I've done about a dozen installs in the past year, and assisted with as many more. About two thirds of them have been Windows 7. The rest were Ubuntu. Believe me, I've seen it. And I know it doesn't necessarily help you with your problem, but keep in mind: the Ubuntu people are doing this natively. Even when it does work on Windows, it works because you go to the trouble of either (a) finding the driver somewhere online, or (b) using a disk you got with the computer or wireless card, and running some installation program. In Ubuntu, everything's designed so that you can plug it in and use it. There are ways to deal with it if it doesn't, yes, but Ubuntu sets its sights higher.

I know this seems sour to you, and I'm sorry for that. Honestly, I'd like to help you. I'm pretty certain that, within a few weeks, they'll patch this problem; but yes, it's still a problem now. Please try to appreciate that it's not a problem for most people on netbooks using Ubuntu.
posted by koeselitz at 6:55 PM on May 16, 2010


koeselitz: "Ubuntu has never had such a problem."

While I love Ubuntu, and think it's damn fine, I, in fact, *did* have just this problem after updating to 9.10... Something about a corrupted GRUB file?

After upgrading to 10.04, I've had no problem (thankfully), but that was the first time I had an unbootable Ubuntu install.

All systems are open to potential failure. I do believe that Ubuntu is more secure, easy to use/install software, etc... than Windows. But let's not pretend it doesn't have its own flaws/potential downfalls.
posted by symbioid at 7:04 PM on May 16, 2010


The Ubuntu Netbook kernel is different from the Main kernel

And it's not what we're talking about here.

Please try to appreciate that it's not a problem for most people on netbooks using Ubuntu.

The thread I linked to above had complaints from users of seven different types of computers (some of which were full-size laptops and not netbooks) from four different manufacturers. Some of these people have stated explicitly that they're using the regular kernel. I'm using the regular kernel. The problem cannot be blamed on the netbook kernel because it's not unique to the netbook kernel.

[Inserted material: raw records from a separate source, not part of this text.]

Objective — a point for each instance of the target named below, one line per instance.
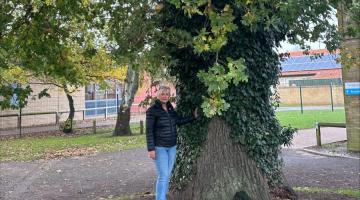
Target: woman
(161, 121)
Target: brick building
(300, 69)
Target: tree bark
(223, 171)
(131, 86)
(68, 126)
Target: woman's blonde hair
(162, 88)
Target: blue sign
(352, 91)
(352, 88)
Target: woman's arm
(180, 120)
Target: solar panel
(306, 63)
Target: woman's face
(164, 96)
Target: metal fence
(45, 116)
(311, 97)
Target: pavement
(127, 172)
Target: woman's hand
(152, 154)
(195, 114)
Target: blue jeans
(164, 160)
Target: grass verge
(33, 148)
(342, 191)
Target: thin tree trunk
(131, 86)
(68, 126)
(223, 171)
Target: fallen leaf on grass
(69, 152)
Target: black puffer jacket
(161, 125)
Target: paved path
(128, 172)
(88, 177)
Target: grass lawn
(309, 117)
(342, 191)
(32, 148)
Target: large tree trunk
(223, 171)
(131, 86)
(68, 126)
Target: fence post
(105, 104)
(19, 121)
(57, 118)
(331, 97)
(117, 103)
(94, 126)
(318, 134)
(141, 127)
(301, 104)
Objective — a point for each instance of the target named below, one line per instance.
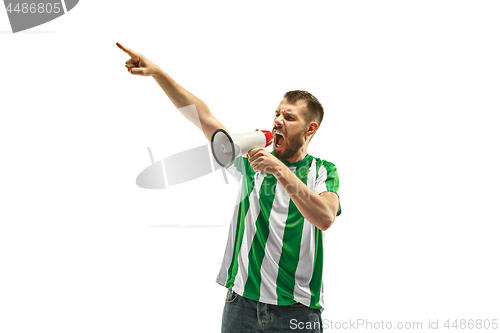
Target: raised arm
(138, 64)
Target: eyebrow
(287, 112)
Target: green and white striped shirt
(273, 254)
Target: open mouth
(279, 140)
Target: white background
(410, 91)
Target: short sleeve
(328, 180)
(238, 168)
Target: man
(273, 261)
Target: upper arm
(327, 185)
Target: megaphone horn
(226, 147)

the Ubuntu people are doing this natively

Except when you have to use ndiswrapper.

Anyway, removing and reinserting the kernel module for that wireless card has worked for me almost all the time, but you can't expect a typical end user to know or care (or want to know or care) about modprobe. They just want it to work—transparently—and it isn't quite there yet.
posted by one more dead town's last parade at 5:25 PM on May 21, 2010


I installed 10.04 Netbook Remix on a Lenovo Z61m last night. Windows XP was workable but sluggish -- the Remix distro flies and it looks snazzy to boot. I might toy with a Xubuntu installation if I encounter any real shortcomings in the Remix distro, but I know that that laptop's never going back to Windows.